Saer Doliau (Doll Mender)

Gwenlyn Parry
Invertigo
Finborough Theatre, London

Steffan Donnelly and Catherine Ayres
Seiriol Thomas and Steffan Donnelly
Seiriol Thomas

The Finborough's sense of adventure knows few bounds. Playing in the gaps between performances of John Van Druten's London Wall is this 1966 drama written in Welsh but made intelligible to Londoners through surtitles.

The set for that play has yet another improbable transformation by the inimical Alex Marker to become a doll mender's workshop for 75 minutes that combine black comedy, parable and a tale of the unexpected.

This is the home of Seiriol Thomas's ageing Ifans, the titular craftsman who seems a representative of his type, a jobsworth who loves his dolls like a family and knows the name of each.

He may be an eccentric but comes from the loveable strain of that breed, that is if one can overlook his dolly-racism and constant neurotic calls to his unheeding boss.

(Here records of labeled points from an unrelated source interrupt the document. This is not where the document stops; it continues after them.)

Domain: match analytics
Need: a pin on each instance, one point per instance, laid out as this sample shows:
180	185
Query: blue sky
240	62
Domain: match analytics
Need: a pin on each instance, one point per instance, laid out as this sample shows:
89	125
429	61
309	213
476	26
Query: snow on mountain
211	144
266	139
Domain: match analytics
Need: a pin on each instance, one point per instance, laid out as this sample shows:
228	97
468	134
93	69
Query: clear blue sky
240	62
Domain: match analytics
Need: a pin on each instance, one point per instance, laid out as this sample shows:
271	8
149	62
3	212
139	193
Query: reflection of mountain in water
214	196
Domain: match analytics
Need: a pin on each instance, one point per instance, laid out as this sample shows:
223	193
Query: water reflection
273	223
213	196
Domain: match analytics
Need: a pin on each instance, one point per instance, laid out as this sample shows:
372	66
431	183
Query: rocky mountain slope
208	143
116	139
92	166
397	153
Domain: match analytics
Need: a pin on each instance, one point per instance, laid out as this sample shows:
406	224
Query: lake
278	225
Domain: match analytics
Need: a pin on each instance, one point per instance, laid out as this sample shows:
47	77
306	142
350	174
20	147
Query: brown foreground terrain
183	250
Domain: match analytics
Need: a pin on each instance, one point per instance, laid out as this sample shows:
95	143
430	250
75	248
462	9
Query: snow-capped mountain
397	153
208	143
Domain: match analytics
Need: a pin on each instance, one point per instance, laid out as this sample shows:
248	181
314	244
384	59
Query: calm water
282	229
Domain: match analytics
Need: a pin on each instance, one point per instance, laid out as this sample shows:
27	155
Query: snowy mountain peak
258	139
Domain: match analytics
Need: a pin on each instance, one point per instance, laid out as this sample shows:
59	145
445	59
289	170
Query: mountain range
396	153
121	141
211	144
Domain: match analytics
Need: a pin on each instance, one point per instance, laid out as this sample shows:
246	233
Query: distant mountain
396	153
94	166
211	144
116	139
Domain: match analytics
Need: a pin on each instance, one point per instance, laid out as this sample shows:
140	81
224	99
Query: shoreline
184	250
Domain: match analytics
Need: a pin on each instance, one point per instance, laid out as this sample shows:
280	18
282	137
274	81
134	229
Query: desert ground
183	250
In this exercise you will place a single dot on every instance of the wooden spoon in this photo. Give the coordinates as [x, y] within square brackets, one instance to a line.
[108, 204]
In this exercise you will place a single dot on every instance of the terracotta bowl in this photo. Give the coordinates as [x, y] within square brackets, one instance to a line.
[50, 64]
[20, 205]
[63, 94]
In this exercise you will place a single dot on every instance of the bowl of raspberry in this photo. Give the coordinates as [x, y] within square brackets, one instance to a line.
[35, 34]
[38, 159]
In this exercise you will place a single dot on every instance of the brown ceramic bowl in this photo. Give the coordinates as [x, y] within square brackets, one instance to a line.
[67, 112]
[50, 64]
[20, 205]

The detailed observation of an ordinary man takes a new turn with the arrival of Catherine Ayres as Merch, a dream-like biker lady who will have set many pulses racing in the audience with a minimalist leather costume of the kind rarely, if ever, seen in polite company.

Who she is remains as unclear to the doll mender as the audience. She might be a glamorous auditor, the gaffer's spy, Ifans’s conscience brought to life or just conceivably an alien with a sense of humour.

In any event, the confident lady attempts to bring the doll repair business into the new millennium with the assistance of the New Romantic Llanc, played by Steffan Donnelly. While ostensibly taken on as an apprentice, he is also her henchman and possibly the herald of a new era.

By the end, the prank of all pranks has been played and the business irrevocably changed, as with every other craft these days, automation replacing good, old- fashioned skill.

Under the lively direction of Aled Pedrick for Invertigo, all three actors prove themselves to be adept comic performers and also seem to be having great fun in an infectious manner that soon spreads to their guests beyond the fourth wall.

Saer Doliau (Doll Mender), enjoying its English première almost half a century late, is a thought-provoking short piece that can easily be enjoyed despite the language barrier, though clearly, it will offer even more to any Welsh speakers who happen to be in the vicinity of Earl's Court in the next few weeks.